Not that he cared. He found it amusing. The pots were calling the kettle black.

The presence appeared hostile. Can't really blame it since Arahabaki knew how badly treated this god's followers were in the past. In old Tohoku, it was different during the Edo period. The Date clan was tolerant of the Christians as long as they kept discrete about their faith. 

"One of your demons is running loose, and I came to ask you how to get rid of your demon." Arahabaki sat down on a pew in front of the table.

"That or I visit your priest in his dreams but you may prefer to tell me god to god."

"Got any reference?" The god asked. 

Not that omniscient.

Arahabaki took out the photo as he got up and walked to the empty wooden table. Placing it on the table, he glanced as a white aura wafted out of the kamidana.

"This creature… now you have a problem here. It isn't one of the demons from my hell but a creature of both blood and flesh left by the ancient Romans. It is immune to most gods' control."

Duh. Not that omnipotent, too. 

"I tried a silver stake. Didn't do much except make it yelp." Arahabaki said.

"That's too Hollywood. You need several silver bullets to kill it in human form depending on the mercury residue on those bullets. That's quicksilver, mercury, which kills it," the god replied. "There are other methods - decapitation or stab through the heart. Then burn the body completely. All methods are bloody and leave physical traces. Depending on age and moon phase, they either revert to animal or human form once dead."

Arahabaki sighed. Any brash moment made to kill this creature will make him a liability to Kuro.

"If that's all, I have to retire before the priest decides to pray for the umpteenth time about the Covid-19 virus." The whitish aura returned to its box.

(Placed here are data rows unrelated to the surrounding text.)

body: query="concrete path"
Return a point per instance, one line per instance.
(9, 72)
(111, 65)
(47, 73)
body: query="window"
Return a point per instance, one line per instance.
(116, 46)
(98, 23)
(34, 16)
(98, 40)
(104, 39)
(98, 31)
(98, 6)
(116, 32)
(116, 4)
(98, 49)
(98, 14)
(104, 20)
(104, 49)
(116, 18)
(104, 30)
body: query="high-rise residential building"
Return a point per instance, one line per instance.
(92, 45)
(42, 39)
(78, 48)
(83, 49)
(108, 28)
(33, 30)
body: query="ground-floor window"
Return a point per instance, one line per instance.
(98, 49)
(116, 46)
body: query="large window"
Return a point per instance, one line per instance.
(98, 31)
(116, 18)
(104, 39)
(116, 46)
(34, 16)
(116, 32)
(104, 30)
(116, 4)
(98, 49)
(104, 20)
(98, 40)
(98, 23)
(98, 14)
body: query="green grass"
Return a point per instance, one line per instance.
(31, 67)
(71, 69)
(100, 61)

"Thanks for the information."

Footsteps were approaching. Arahabaki could sense a human approaching as he stood down from the platform. 

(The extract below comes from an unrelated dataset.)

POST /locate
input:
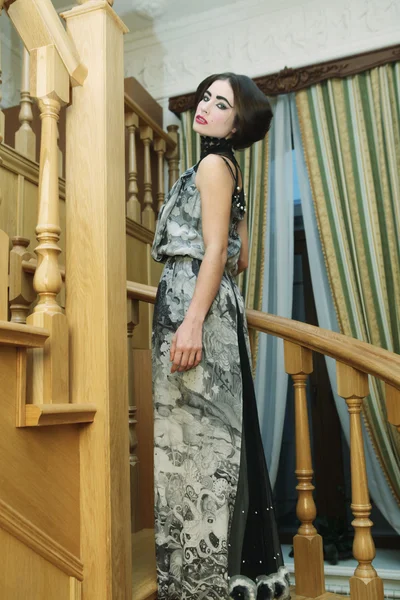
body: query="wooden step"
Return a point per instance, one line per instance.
(144, 580)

"What are you doing here?" A firm voice asked.

Arahabaki rolled his eyes and turned around to face an old foreign looking man. "Just talking to your god."

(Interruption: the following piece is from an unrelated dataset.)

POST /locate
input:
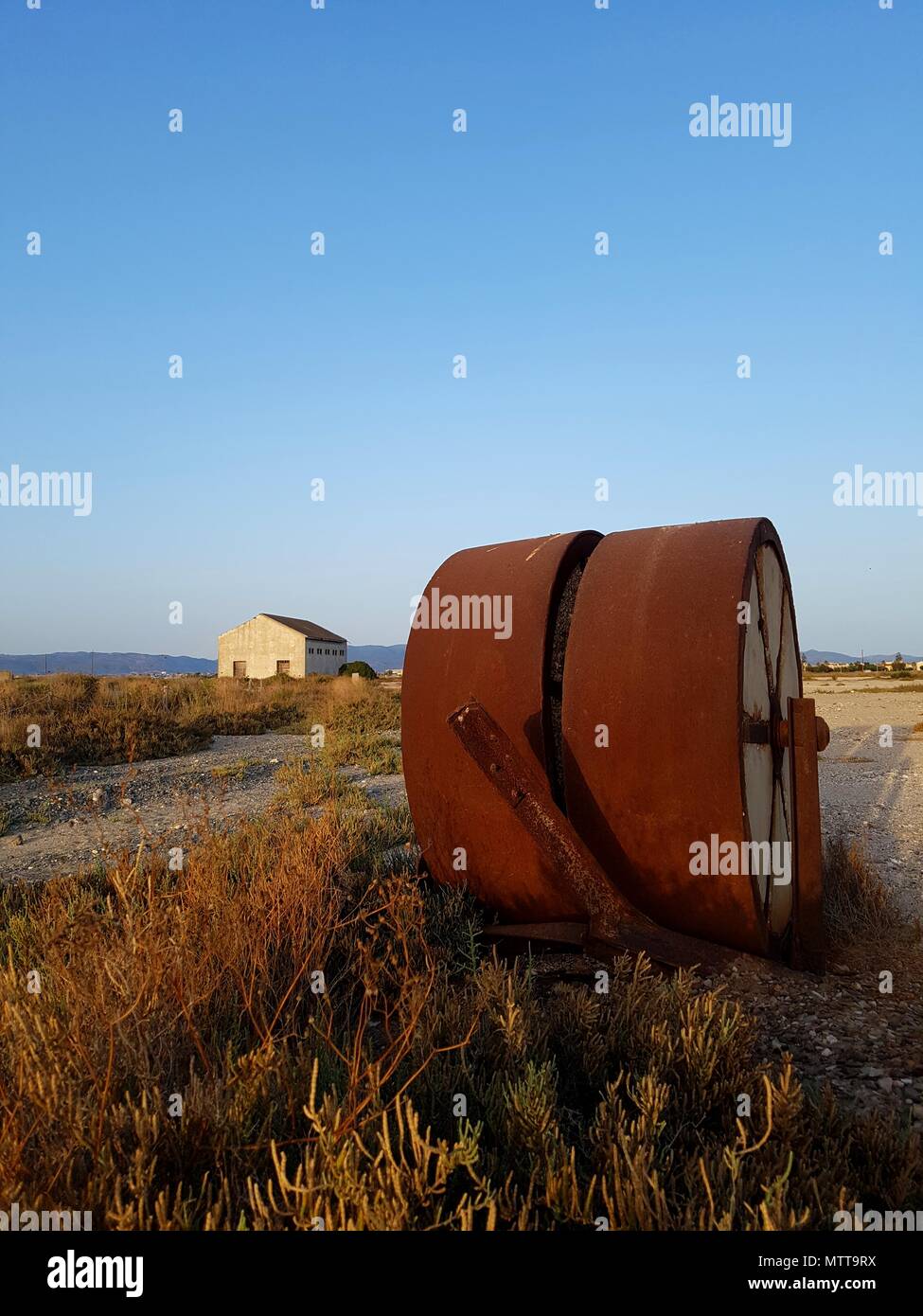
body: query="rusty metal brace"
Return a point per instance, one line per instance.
(613, 923)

He had the features of those ghostly priests which died during the Edo period. Minus the beard and moustache. More fortunate than his predecessors, who lost their lives.

"Oh… always good to see youngsters come to church. We can pray together if you wish," the man offered.

I am a god too, Arahabaki smirked. The man was actually glancing at the surroundings. Almost like he was checking for damages. 

'My priest,' the god whispered to his being. "If you stay on, you may need to listen to the sermons proclaiming my greatness."

No bloody thanks. Thankfully, his shrine holds very little ceremonies or else he would be bored to death like the rest of the major gods. Listening to the Shinto priest chanting the norito payer and then reciting all the requests was plain boring.

"It is okay, I am just leaving." He waved to the priest and quickly exited.